Я не говорю, что все созданы для любви. О, есть много таких, которые созданы для того, чтобы в тишине своих коровьих стойл медленно изо дня в день отрыгать и пережевывать собственную жвачку. Я говорю не о них.
Прожив пять лет с Александром, я убедилась, что нигде никогда интимное чувство между мужчиной и женщиной так не унижается, как во всех этих с виду невозмутимых и длительных сожительствах! Любовь в качестве пикантного добавления к тяжелым послеобеденным пищеварительным процессам! Любовь между соленьем огурцов и маринованием крыжовника!
Я еще не знаю, что сделаешь ты, получив мое письмо. Ведь я так мало знаю тебя.
О, приди! Мне страшно тебя лишиться, гораздо страшнее, чем лишиться жизни. Весь мой ужас в том, что я, действительно, полюбила тебя. Когда любишь, то это знаешь. И вот почему я думаю со страхом и тоской:
— А что, если?.. Если с его стороны это всего лишь банальный и очередной порыв мужской чувственности?
И тогда мне хочется тебе мстить… Мне делается страшно, что я отдала свою великую любовь в твои маленькие и робкие руки… Мне страшно. О, мне страшно! Страшно, страшно, страшно…
В безумной тоске я буду биться послезавтра утром на вокзале. Я не верю, не верю, не верю… Я бы хотела молиться на тебя, целовать твои руки, и нет тех жертв, на которые я не готова ради тебя…
О, приди! Приди…
Раиса».
Втянув голову в плечи, Петровский спрятал письмо в карман. Как это было далеко! Можно было думать, что письмо он получил когда-нибудь десять лет назад. Неужели в самом деле все это было в его жизни? И Петроград, и Острова…
Может быть, может быть, все это в самом деле могло иметь для него когда-нибудь какой-нибудь смысл. В то время, когда он был на самом деле человеком.
Он покачал в раздумье головой.
А теперь он не более, как куль. Наморщив лоб и поправив пенсне, он равнодушно взглянул на входящего к нему в кабинет для приема больных очередного пациента.
— Ну, за работу, за работу!
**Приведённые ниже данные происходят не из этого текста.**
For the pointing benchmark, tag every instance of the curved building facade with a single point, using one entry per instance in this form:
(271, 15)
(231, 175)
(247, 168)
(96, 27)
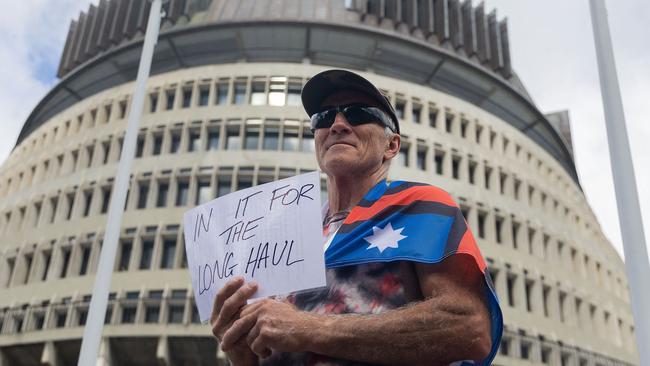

Полезай же, кляча, в твой вековечный, заслуженный тобою хомут!
…В тот же день утром Варвара Михайловна заклеила в конверт двести рублей, чтобы отправить их Черемушкину, но вдруг вспомнила, что он получил уже задатку двадцать пять рублей и отправила ему сто семьдесят пять.
— Никогда ни в чем не следует пересаливать, — подумала она при этом, — не терять благоразумия и оставаться справедливым.
ЧАСТЬ ТРЕТЬЯ
I
За окном лежал сверкающий снежный день. Первый по-настоящему зимний в этом ноябре. Стараясь прочно держать в голове расписание сегодняшнего дня, Петровский закутывался в теплую шубу в передней.
Эта осень не была для него благоприятна. Даже полтора летних месяца, проведенных с Варюшей в Кисловодске, не принесли ему желанного запаса на зиму. К тому же расходились нервы. Он сделался мелочен и теперь часто брюзжал. Сейчас он был недоволен кашне, которое вынужден был носить вот уже неделю. Хорошее кашне можно купить только в американском магазине. Но Варюша ужасно упряма. Она нисколько не желает считаться с гигиеной и гонится за внешним лоском.
Сейчас она стояла, как всегда, спокойная и ясная, в дверях передней и наблюдала, как он собирается в дорогу. С большим животом, который, в общем, не портил ее, а придавал ее громоздкой фигуре еще большую внушительность, она смотрела на него большими коричневыми, «коровьими» глазами, и от всей ее фигуры распространялась особенная раздражающая домашняя теплота и внутренняя самоуверенность, которая не позволяла ей никогда серьезно отнестись к настоящим интересам мужа… У Васючка вечно какие-нибудь затруднения. Он постоянно чем-нибудь недоволен. Он — как дитя. Если, например, не посмотреть за ним, то он сядет в автомобиль, не застегнув шубы. Она подходит и сама застегивает ему верхние пуговицы.